Wilful Ignorance
8 April, 2022
On Monday, the IPCC published the third and final report from its latest review of the state of the climate. Like previous reports, this latest publication represents the combined efforts of hundreds of scientists drawing from thousands of research papers over the course of several years.
It’s a shame, then, that the world is ignoring it.
There’s a lot going on in the news right now. But our willingness not to engage with increasingly dire warnings about the state of the climate is a problem that needs to be solved. If the IPCC reports – offering the most conclusive evidence that we need to act now – can’t grab our attention, then we need something that will.
Part of the problem might be that as a species we’re just not biologically wired to respond to slow moving threats like climate change. But it is also about how these reports are communicated. Headlines which bill each report as the most damning yet – while entirely accurate – are contributing to a collective climate complacency. That’s not to say that we shouldn’t continue to talk about the exceedingly serious implications of climate change in the most factual manner. But there remains a substantial gap between the significance of the IPCC report’s findings and the attention we pay to them.
Who can fill this gap?
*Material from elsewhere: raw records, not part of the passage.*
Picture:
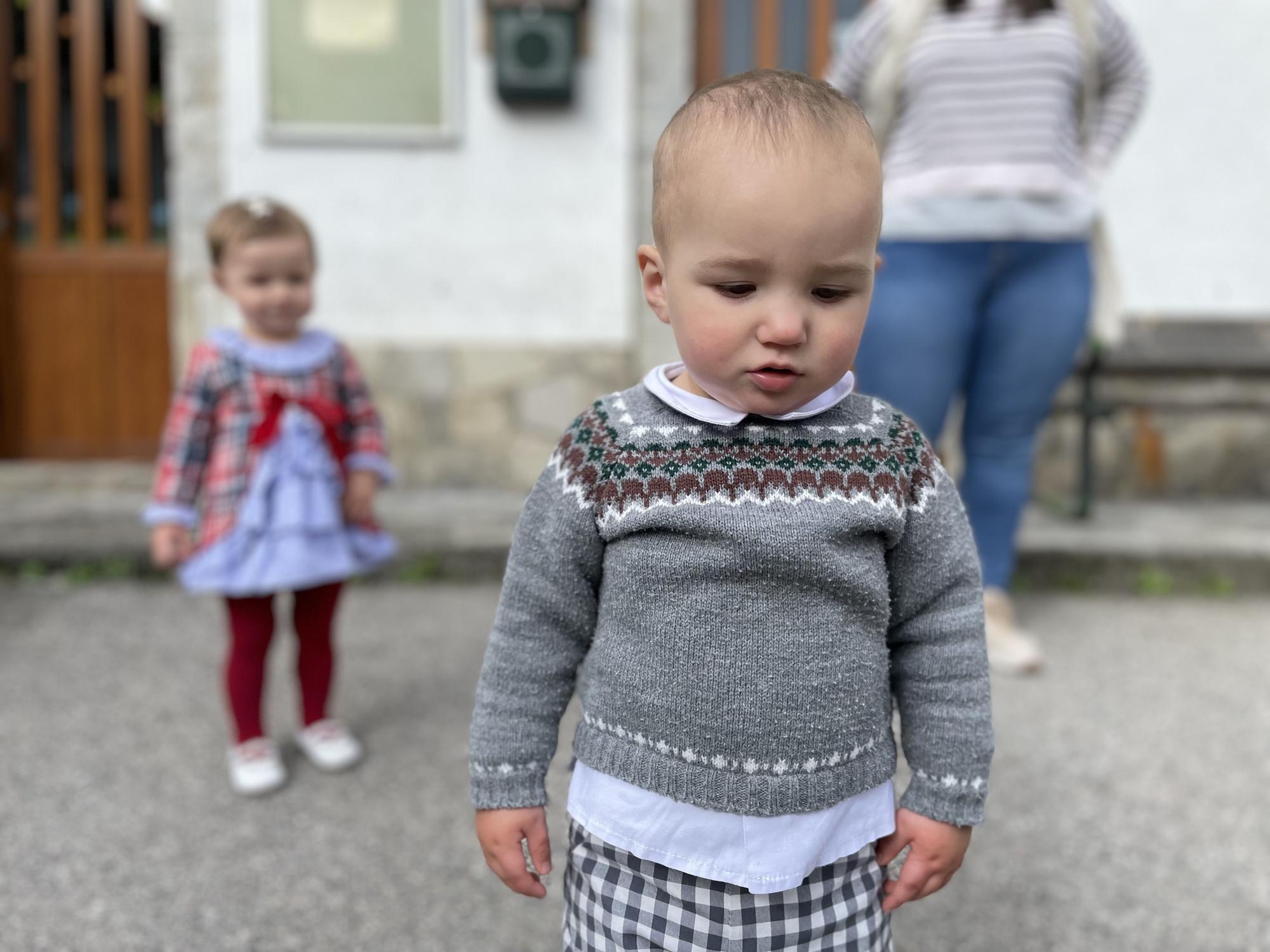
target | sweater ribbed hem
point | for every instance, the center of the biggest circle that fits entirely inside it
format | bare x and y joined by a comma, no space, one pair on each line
726,791
496,793
946,800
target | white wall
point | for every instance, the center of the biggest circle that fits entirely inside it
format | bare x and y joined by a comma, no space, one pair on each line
1189,201
520,234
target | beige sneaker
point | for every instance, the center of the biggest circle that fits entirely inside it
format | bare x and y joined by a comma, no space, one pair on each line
1010,652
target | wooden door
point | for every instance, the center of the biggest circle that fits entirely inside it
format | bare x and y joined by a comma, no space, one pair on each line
86,356
735,36
8,169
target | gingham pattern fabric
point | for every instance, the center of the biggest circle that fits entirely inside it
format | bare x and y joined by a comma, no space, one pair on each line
205,456
615,901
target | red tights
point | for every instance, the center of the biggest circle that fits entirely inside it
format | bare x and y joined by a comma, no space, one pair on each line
251,634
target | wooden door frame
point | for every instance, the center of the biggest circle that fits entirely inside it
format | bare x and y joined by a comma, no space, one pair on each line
84,309
8,223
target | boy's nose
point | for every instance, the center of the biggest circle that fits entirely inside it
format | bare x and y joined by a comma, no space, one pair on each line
784,328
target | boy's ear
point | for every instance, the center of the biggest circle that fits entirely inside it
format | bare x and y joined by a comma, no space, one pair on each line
652,272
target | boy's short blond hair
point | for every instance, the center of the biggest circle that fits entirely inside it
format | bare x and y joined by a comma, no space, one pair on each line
250,219
761,109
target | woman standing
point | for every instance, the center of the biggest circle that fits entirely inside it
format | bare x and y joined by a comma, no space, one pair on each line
998,120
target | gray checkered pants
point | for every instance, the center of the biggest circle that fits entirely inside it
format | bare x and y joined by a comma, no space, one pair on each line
615,901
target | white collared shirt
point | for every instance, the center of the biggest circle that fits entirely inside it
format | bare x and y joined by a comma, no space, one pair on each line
661,383
760,854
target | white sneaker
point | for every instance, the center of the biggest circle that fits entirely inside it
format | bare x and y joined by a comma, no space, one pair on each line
1010,651
256,767
330,746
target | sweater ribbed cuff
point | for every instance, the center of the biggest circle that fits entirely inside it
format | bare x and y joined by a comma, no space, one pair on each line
947,799
509,793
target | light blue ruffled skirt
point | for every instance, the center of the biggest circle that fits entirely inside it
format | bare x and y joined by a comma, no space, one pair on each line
290,532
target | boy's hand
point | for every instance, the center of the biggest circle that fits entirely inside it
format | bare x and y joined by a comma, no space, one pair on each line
501,833
171,544
937,855
360,492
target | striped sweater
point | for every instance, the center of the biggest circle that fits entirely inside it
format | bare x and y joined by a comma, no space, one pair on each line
990,102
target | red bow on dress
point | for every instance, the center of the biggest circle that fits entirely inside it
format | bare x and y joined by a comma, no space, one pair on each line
330,414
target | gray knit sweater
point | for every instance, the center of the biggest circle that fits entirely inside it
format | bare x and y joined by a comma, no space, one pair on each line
737,606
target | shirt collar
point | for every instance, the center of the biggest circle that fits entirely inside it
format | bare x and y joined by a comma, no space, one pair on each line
709,411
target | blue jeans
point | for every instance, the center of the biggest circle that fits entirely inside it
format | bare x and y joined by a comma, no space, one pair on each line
999,322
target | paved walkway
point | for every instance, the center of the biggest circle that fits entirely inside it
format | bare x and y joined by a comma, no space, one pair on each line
1128,808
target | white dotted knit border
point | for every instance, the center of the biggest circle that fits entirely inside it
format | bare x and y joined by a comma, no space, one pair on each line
951,783
721,762
506,770
620,406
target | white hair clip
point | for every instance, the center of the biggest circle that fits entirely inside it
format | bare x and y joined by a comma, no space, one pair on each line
258,208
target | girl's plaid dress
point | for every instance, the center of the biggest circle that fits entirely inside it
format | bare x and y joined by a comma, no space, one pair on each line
208,460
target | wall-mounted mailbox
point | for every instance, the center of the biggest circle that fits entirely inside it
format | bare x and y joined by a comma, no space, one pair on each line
537,49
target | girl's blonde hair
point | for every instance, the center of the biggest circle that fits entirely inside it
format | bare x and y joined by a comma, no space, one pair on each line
250,219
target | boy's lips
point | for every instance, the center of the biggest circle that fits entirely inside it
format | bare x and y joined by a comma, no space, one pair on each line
774,379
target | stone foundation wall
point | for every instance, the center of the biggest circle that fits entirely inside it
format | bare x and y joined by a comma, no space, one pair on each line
481,417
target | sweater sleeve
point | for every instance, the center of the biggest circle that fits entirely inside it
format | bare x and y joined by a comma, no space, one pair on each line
1122,87
939,664
186,444
545,621
853,64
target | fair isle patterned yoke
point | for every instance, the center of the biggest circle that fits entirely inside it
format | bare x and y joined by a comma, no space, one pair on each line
768,464
737,609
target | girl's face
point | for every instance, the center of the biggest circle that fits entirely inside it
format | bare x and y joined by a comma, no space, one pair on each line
769,281
271,281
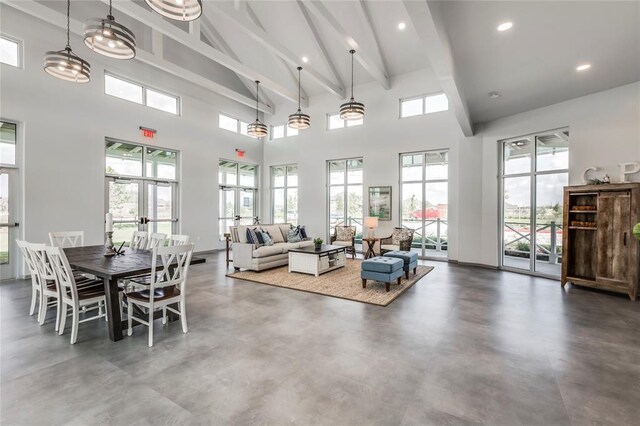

Media outlets, for one, through journalism that focuses on translating these reports into meaningful action for individuals (we particularly like this example from Greenpeace). Businesses, as another, who very much are wired to think about long term threats and who could play a bigger role in engaging their customers in the IPCC’s findings.
And finally: ourselves. We need to stop scrolling past climate warnings in our newsfeed and instead take the time to properly engage with the messages we’re receiving – scary though they may be. It goes without saying that the alternative is scarier.